After collection of the whole blood in standard serum tubes, the blood was allowed to clot by leaving it undisturbed at room temperature for 20 min. The clot was separated from the serum by centrifuging at 2000×g for 10 min in a refrigerated centrifuge. Serum was carefully removed by pipetting and stored at − 80 °C until further fractioning. 100 kDa, 50 kDa and 10 kDa Amicon Ultra-0.5 mL Centrifugal Filters (Merck) were pre-rinsed with 0.5 ml 0.1 M NaOH at 14,000×g for 30 min to avoid glycerine interference in the analysis. Next, filters were rinsed with distilled water by spinning 0.5 mL distilled water for 30 min at 14,000×g. Every 30 min wash was followed by spinning the device in the inverted position at 1000×g for 2 min to remove the residual solution contained in the filter. 0.5 mL serum was transferred to the 100 kDa filter and centrifuged at 14,000×g for 30 min.
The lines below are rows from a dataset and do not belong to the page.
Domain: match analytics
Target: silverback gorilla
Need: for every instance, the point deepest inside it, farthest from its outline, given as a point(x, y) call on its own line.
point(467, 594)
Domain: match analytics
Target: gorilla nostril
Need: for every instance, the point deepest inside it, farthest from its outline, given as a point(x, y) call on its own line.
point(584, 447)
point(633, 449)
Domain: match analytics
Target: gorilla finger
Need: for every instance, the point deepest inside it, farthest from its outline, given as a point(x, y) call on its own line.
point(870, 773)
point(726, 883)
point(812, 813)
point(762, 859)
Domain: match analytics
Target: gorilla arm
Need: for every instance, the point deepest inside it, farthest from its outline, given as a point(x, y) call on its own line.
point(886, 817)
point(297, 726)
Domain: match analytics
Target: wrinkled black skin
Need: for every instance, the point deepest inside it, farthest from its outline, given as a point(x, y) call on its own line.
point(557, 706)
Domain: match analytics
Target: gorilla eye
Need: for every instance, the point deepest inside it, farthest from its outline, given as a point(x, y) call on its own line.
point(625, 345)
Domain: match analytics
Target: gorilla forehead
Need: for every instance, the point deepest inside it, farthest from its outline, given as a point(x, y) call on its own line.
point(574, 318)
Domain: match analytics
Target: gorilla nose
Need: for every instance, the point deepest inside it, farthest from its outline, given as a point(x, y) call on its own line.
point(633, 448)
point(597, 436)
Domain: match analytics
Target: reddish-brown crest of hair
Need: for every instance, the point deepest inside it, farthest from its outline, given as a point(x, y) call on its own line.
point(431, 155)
The filtrate of this centrifugation step contained molecules with < 100 kDa. The concentrate (remainder of the serum in the filter) was collected by placing the filter device upside down and spinning for 1000×g for 2 min. The concentrate contained molecules with > 100 kDa. The filtrate of the 100 kDa filter was then transferred to the 50 kDa filter and centrifuged at 14,000×g for 30 min. The filtrate of this centrifugation step contained molecules with < 50 kDa. The concentrate of the 50 kDa filter was collected by placing the filter device upside down and spinning for 1000×g for 2 min. The concentrate contained molecules with 50–100 kDa. The filtrate of the 50 kDa filter was transferred to the 10 kDa filter and centrifuged at 14,000×g for 30 min. The filtrate of this centrifugation step contained molecules with < 10 kDa. The concentrate of the 10 kDa filter was collected by placing the filter device upside down and spinning for 1000×g for 2 min. The concentrate contained molecules with 10–50 kDa and was stored at − 80 °C until Raman spectroscopy.